O Washington Post teve acesso a alguns documentos do Governo a informar as famílias da morte dos seus parentes e diz que, na sua maioria, morreram entre 2013 e 2015. Os restos mortais não foram entregues nem foi revelado o local onde foram enterrados. Alguns grupos de monitorização na Síria afirmam que algumas notificações foram redigidas em tribunais militares durante a noite, o que sugere que os prisioneiros foram executados.

Confiante

O facto de o regime ter começado a divulgar o destino destas pessoas desaparecidas indica outra coisa: Assad está plenamente confiante na vitória total na longa e sangrenta guerra civil, depois de significativos triunfos sobre os rebeldes armados desde que a Rússia se juntou a Damasco no conflito, pelo que o receio de repercussões por este tipo de actuação se desvaneceu.

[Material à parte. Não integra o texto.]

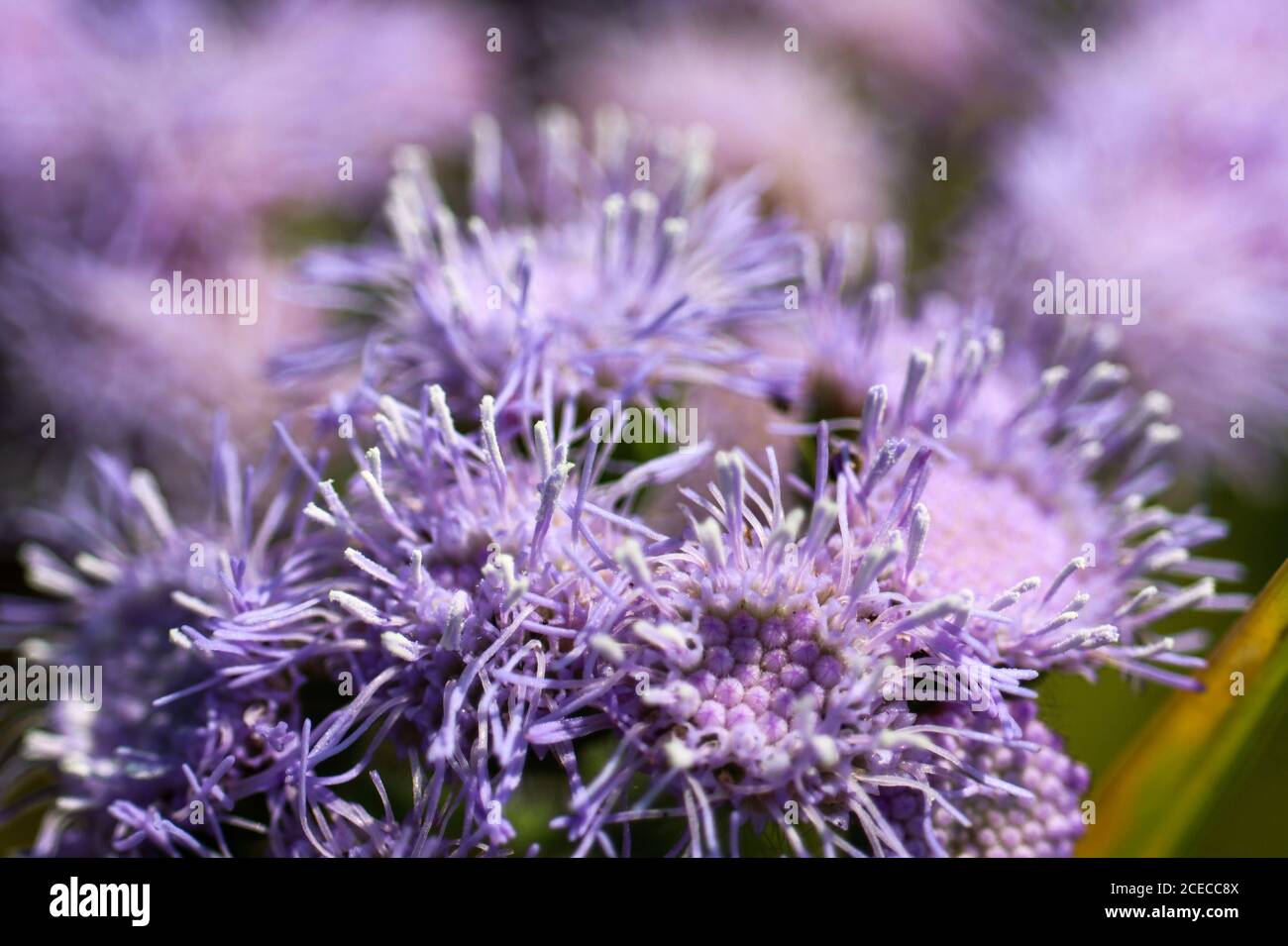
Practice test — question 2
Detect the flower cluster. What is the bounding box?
[5,112,1240,857]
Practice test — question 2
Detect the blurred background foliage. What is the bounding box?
[0,0,1288,856]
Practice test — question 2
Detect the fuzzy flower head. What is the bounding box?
[3,437,337,855]
[561,442,1035,855]
[879,701,1090,857]
[778,229,1243,686]
[284,386,702,852]
[283,111,791,414]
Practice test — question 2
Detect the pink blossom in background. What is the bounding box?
[761,0,1030,108]
[976,0,1288,483]
[0,0,497,237]
[562,25,892,228]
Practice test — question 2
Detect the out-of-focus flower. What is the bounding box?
[562,23,892,229]
[760,0,1029,112]
[0,0,496,240]
[976,0,1288,476]
[282,111,794,416]
[0,245,327,472]
[0,438,338,856]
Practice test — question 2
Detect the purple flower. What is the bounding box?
[7,429,340,856]
[976,0,1288,478]
[283,111,791,416]
[0,0,496,247]
[778,232,1244,686]
[538,445,1035,855]
[879,702,1090,857]
[276,386,702,853]
[561,24,893,229]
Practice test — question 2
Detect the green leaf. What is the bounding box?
[1078,563,1288,857]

“O regime está a fechar um capítulo e a começar um novo”, diz ao New York Times, Emile Hokayem, analista do Médio Oriente para o International Institute for Strategic Studies. “Está a dizer aos rebeldes e activistas que o seu capítulo acabou, que qualquer esperança na sobrevivência do espírito revolucionário foi destruída”.

Saysal Itani, membro do Centro Rafik Hariri para o Médio Oriente, afirma ao Washington Post que a mensagem de Assad é a de que “a guerra nunca aconteceu, o regime está de regresso à acção, e tudo será processado através do sistema [burocrático]”. “Penso que a palavra que melhor encapsula isto é ‘normalização’ – a versão síria dela, de qualquer das formas”.